VectorIndexer Implementations

FAISSIndexer

from tinysearch.indexers.faiss_indexer import FAISSIndexer

# Initialize with custom settings
indexer = FAISSIndexer(
    index_type="Flat",  # Options: "Flat", "IVF", "HNSW"
    metric="cosine",    # Options: "cosine", "l2", "ip"
    nlist=100,          # For IVF index
    nprobe=10,          # For IVF index search
    use_gpu=False       # Whether to use GPU
)

# Build index
indexer.build(vectors, chunks)

# Search index
results = indexer.search(query_vector, top_k=5)
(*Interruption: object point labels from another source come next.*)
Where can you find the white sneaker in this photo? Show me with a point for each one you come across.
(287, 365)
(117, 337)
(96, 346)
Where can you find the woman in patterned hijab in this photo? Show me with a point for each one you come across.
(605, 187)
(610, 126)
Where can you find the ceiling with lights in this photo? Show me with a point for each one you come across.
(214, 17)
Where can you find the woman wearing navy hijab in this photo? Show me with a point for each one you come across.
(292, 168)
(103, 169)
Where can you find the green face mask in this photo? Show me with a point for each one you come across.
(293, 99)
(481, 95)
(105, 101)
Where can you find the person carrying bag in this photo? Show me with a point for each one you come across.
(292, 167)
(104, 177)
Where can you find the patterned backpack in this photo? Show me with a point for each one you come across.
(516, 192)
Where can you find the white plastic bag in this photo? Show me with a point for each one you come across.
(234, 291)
# Search with candidate pre-filtering (uses FAISS IDSelectorBatch)
# Only computes distances for candidate vectors — O(candidates) not O(total)
candidate_ids = {10, 25, 42, 100}  # e.g., from MetadataIndex.lookup()
results = indexer.search(query_vector, top_k=5, candidate_ids=candidate_ids)

# Score semantics:
#   cosine/ip metric: score = inner product (= cosine similarity for normalized vectors)
#   l2 metric: score = 1 / (1 + distance)
# All scores: higher = more similar

# Save/load index
indexer.save("path/to/index.faiss")
indexer.load("path/to/index.faiss")

QueryEngine Implementations

TemplateQueryEngine

from tinysearch.query.template import TemplateQueryEngine

# Initialize with custom settings
query_engine = TemplateQueryEngine(
    embedder=embedder,
    indexer=indexer,
    template="Please help me find: {query}",
    rerank_fn=None  # Optional function to rerank results
)

# Format query
formatted_query = query_engine.format_query("original query")

# Retrieve results
results = query_engine.retrieve("your query", top_k=5)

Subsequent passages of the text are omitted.